Mexico Roadshow

28 February 2020 -

The last of the 2019/20 GSTHR roadshows: Safer nicotine, saving lives: Tobacco harm reduction in Latin America’, took place in Mexico City, on 28th February 2020.

Bringing together a panel of international specialists on tobacco and health policy, public health, harm reduction and safer nicotine products, alongside expert consumer advocates, the conference aimed to open a dialogue in Latin America about the public health potential of tobacco harm reduction. Among the attendees were government representatives, health policy professionals, academics, journalists, consumers and harm reduction advocates.

The panel examined the evidence for tobacco harm reduction and discussed how regulation of new, safer products should reflect the relative risk they pose compared to tobacco cigarettes.

In 2016 over 360,000 smokers died in Latin America as a result of their use of combustible tobacco products. In Mexico alone, 7.8 per cent of all deaths are attributed to smoking. Until now, official responses to tackle the death and disease caused by smoking have been led by tobacco control. While it has achieved much, it has not eradicated tobacco use. Millions of people are either unable or unwilling to give up nicotine and continue smoking tobacco to consume it.

Tobacco harm reduction, using safer nicotine products, offers new choices to millions of people worldwide who want to switch away from smoking, but have been unable to with the options previously available. Where safer nicotine products are accessible and well regulated, the evidence is clear, people quit combustible tobacco in huge numbers and switch to these products. This means they choose to improve their own health at almost no cost to governments and taxpayers.

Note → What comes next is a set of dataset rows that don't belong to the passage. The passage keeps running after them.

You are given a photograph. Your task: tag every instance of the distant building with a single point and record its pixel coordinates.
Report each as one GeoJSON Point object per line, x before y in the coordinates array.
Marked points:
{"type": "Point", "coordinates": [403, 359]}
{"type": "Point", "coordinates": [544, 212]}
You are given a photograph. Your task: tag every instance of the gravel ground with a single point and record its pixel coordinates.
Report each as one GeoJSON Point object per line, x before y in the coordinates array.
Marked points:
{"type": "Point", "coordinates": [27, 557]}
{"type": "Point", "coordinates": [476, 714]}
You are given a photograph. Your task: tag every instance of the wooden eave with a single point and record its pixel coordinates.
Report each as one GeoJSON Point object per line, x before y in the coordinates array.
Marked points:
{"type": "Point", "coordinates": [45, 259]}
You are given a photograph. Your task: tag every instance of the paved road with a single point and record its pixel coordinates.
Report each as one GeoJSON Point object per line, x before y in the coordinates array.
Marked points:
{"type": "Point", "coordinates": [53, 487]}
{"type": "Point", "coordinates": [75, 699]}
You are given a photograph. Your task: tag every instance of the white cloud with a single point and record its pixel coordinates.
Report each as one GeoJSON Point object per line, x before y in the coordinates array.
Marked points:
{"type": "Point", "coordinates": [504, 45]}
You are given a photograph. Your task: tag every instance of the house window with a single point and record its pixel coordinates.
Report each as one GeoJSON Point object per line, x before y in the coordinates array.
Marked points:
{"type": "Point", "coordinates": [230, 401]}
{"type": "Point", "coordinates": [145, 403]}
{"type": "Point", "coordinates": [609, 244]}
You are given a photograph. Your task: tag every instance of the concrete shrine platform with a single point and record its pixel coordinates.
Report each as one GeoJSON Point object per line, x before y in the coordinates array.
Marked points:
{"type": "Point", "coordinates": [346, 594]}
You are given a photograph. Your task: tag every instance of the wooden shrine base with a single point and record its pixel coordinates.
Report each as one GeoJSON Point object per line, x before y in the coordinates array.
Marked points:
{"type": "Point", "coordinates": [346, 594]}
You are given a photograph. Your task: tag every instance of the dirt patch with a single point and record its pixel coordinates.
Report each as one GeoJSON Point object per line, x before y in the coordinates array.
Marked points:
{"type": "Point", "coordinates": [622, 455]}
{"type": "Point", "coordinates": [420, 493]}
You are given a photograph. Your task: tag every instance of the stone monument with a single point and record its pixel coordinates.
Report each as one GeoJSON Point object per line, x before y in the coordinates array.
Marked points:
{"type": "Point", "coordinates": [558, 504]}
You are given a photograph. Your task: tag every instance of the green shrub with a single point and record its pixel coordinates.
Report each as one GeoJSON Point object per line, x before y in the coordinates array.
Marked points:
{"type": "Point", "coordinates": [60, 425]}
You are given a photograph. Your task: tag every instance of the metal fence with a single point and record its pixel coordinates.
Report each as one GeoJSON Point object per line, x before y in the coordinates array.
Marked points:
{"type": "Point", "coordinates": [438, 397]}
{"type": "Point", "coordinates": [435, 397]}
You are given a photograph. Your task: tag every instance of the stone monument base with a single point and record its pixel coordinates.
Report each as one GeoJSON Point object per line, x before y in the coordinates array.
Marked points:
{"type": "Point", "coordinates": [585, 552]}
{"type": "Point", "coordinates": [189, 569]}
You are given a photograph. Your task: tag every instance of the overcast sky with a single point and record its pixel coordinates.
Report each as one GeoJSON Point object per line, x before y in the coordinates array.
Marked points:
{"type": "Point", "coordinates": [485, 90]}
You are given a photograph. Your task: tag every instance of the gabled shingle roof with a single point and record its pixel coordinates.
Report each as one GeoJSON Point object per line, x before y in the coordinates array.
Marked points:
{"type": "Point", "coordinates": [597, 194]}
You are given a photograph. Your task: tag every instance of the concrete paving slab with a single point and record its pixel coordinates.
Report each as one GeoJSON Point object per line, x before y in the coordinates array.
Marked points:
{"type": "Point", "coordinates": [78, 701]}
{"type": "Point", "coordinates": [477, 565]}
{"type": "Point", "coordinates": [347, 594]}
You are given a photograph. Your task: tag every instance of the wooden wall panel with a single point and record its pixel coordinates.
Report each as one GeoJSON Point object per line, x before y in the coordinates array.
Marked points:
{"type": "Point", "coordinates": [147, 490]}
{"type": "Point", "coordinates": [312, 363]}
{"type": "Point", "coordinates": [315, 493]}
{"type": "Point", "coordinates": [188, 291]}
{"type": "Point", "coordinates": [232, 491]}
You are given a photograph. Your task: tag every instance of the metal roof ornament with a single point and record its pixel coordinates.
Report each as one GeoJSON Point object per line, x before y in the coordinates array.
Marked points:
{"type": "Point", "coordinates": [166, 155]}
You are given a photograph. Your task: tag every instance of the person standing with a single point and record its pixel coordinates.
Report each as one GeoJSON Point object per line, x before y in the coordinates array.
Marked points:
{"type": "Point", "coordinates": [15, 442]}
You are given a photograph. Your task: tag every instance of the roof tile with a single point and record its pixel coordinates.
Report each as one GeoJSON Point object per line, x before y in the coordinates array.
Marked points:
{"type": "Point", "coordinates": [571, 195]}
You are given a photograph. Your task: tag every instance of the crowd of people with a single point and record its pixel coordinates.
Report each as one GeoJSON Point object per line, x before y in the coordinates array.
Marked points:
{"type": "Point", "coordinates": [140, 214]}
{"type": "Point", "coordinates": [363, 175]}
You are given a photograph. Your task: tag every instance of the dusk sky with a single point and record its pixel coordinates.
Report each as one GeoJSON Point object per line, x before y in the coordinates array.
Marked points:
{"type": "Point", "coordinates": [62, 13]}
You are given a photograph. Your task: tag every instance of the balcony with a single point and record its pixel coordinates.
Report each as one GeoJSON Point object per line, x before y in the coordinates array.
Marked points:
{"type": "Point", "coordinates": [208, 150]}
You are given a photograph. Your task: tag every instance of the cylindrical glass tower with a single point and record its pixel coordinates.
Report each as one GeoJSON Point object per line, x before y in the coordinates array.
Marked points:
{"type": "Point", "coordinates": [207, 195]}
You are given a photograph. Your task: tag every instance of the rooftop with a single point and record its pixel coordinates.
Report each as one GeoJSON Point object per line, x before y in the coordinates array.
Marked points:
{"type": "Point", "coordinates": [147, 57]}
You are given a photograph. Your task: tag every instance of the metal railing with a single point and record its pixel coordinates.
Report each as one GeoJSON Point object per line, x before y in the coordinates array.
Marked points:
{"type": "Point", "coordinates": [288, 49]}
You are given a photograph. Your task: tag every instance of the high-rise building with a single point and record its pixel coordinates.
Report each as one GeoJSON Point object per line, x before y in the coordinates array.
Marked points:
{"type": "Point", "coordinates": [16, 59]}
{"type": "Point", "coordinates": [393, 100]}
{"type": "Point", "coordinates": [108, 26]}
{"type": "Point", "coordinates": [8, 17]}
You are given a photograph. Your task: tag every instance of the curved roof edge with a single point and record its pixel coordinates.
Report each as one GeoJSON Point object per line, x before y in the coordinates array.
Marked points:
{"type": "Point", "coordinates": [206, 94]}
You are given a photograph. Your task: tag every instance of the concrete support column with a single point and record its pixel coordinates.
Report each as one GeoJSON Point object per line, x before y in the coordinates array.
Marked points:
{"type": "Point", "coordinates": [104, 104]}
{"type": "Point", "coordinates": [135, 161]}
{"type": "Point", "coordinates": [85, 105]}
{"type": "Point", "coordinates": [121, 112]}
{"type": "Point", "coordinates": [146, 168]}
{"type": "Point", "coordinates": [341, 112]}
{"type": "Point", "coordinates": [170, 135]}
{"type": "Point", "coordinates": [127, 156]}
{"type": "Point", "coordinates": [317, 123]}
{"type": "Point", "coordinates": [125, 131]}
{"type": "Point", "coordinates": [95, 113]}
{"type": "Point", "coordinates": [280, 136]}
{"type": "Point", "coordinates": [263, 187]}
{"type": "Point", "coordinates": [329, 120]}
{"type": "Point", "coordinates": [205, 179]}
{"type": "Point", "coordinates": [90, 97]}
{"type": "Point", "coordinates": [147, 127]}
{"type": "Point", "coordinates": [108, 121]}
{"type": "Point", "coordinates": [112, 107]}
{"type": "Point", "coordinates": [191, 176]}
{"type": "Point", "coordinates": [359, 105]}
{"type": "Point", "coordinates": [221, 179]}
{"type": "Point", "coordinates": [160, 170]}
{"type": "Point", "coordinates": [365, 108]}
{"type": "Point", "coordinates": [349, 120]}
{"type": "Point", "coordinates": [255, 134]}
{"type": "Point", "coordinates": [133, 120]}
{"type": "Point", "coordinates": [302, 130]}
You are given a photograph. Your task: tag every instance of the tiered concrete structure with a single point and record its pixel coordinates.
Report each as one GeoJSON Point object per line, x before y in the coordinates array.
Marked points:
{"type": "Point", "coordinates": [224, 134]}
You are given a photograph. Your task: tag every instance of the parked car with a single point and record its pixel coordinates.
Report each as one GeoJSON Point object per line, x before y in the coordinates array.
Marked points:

Yet, bans on safer nicotine products are rising. The governments of many countries in Latin America - including Argentina, Brazil, Mexico, Nicaragua, Panama, Uruguay and Venezuela - have placed outright bans on the sale of nicotine vapes or e-cigarettes. In most of these countries, e-cigarettes are easily bought on the black market, leaving consumers at risk of poor-quality products which could harm their health. Other countries, such as Bolivia, Cuba, Guatemala and Peru, have no clear regulation in place.

The panel argued that any legislation and regulation for new products should be guided by the science, which increasingly demonstrates the potential gains for the health of individuals and communities of smokers switching to safer ways to use nicotine. The panel also addressed some of the misinformation that regularly appears in media coverage about safer nicotine products.

The informative and constructive meeting enabled colleagues to build professional links and relationships across national, regional and international lines.